Un errore di valutazione da parte del medico è costato la vita a Cinzia Pennino, insegnante 46enne di Palermo.

Cinzia Pennino Facebook

Il medico non avrebbe valutato adeguatamente i fattori di rischio della somministrazione del vaccino anti Covid e, così, lo scorso 28 marzo la 46enne Cinzia Pennino è deceduta. Solo diciassette giorni prima aveva ricevuto la prima dose del vaccino anglo svedese di Astrazeneca. La donna era una professoressa dell’istituto Don Bosco di Palermo. Il dato è emerso a seguito  dell’autopsia eseguita sul corpo della 46enne e ha portato all’iscrizione nel registro degli indagati per omicidio colposo proprio del medico vaccinatore, V. F.. Era stata la famiglia della vittima  a presentare denuncia per verificare l’eventualità di un rapporto tra il decesso della donna e l’inoculazione del vaccino. Cinzia Pennino era stata vaccinata l’11 marzo nell’hub della Fiera del Mediterraneo. A distanza di due settimane aveva iniziato a lamentare dolori allo stomaco. Al pronto soccorso del Buccheri La Ferla con una Tac era stata scoperta la trombosi addominale e si era deciso il trasferimento al reparto di Ematologia del Policlinico. Poi il ricovero in terapia intensiva, dove la professoressa è morta il 28 marzo.

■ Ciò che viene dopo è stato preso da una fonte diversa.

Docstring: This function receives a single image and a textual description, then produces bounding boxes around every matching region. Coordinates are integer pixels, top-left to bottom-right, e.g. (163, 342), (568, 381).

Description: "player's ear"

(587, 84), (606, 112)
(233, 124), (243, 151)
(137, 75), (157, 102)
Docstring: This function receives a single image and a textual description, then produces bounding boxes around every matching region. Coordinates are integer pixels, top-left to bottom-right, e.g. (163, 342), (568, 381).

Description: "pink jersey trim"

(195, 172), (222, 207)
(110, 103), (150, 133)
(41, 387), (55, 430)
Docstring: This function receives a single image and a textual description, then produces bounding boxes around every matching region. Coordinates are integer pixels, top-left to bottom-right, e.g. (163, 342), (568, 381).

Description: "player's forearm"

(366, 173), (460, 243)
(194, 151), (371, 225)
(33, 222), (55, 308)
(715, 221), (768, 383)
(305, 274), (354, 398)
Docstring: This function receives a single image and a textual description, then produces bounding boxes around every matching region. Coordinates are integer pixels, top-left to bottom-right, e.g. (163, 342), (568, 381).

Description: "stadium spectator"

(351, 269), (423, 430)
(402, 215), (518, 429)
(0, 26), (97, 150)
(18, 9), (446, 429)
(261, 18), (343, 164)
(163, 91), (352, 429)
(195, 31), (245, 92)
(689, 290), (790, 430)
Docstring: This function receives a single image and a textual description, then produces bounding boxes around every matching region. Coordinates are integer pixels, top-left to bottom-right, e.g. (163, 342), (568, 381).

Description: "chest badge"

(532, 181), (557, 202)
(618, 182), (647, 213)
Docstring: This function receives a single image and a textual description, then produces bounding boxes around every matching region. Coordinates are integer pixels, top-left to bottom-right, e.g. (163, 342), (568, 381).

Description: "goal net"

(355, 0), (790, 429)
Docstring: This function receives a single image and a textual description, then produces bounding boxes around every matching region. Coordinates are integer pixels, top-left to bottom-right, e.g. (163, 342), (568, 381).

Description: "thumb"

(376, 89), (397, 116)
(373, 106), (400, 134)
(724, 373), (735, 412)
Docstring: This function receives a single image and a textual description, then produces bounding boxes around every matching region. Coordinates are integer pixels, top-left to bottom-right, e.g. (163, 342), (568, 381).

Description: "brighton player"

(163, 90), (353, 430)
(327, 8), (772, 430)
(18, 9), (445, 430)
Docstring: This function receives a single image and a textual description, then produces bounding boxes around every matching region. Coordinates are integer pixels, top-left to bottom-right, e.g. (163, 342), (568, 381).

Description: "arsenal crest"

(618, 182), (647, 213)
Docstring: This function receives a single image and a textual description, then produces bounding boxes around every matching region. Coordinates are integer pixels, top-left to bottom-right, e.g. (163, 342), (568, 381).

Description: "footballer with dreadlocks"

Secondo la ricostruzione , viste le condizioni di salute della donna, durante l’anamnesi il medico avrebbe dovuto seguire con attenzione le linee guida dell’Istituto Superiore di Sanità. Cinzia, infatti, soffriva di obesità, uno dei principali fattori di rischio che possono scatenare reazioni avverse  alla vaccinazione con AstraZeneca. Nei soggetti obesi AstraZeneca non va somministrato ma il medico vaccinatore non ne ha tenuto conto e ha proseguito come nulla fosse: eppure l’obesità non è una patologia di cui non ci si accorge. Non solo: 4 giorni prima della vaccinazione, la donna si era presentata sempre presso lo stesso hub vaccinale per farsi inoculare il farmaco all’epoca somministrato agli insegnanti, ma in questa prima occasione il medico aveva deciso di non procedere con l’iniezione e di rimandare la 46enne a casa, come risulta dall’esposto della famiglia. L’accusa ritiene, pertanto, che se il secondo medico – colui che ha vaccinato Cinzia – si fosse soffermato un secondo di più a fare una corretta anamnesi, probabilmente l’insegnante palermitana avrebbe potuto salvarsi. Dall’indagine  non emergerebbero quindi responsabilità dirette del vaccino Astrazeneca in sé, ma piuttosto di un suo uso improprio.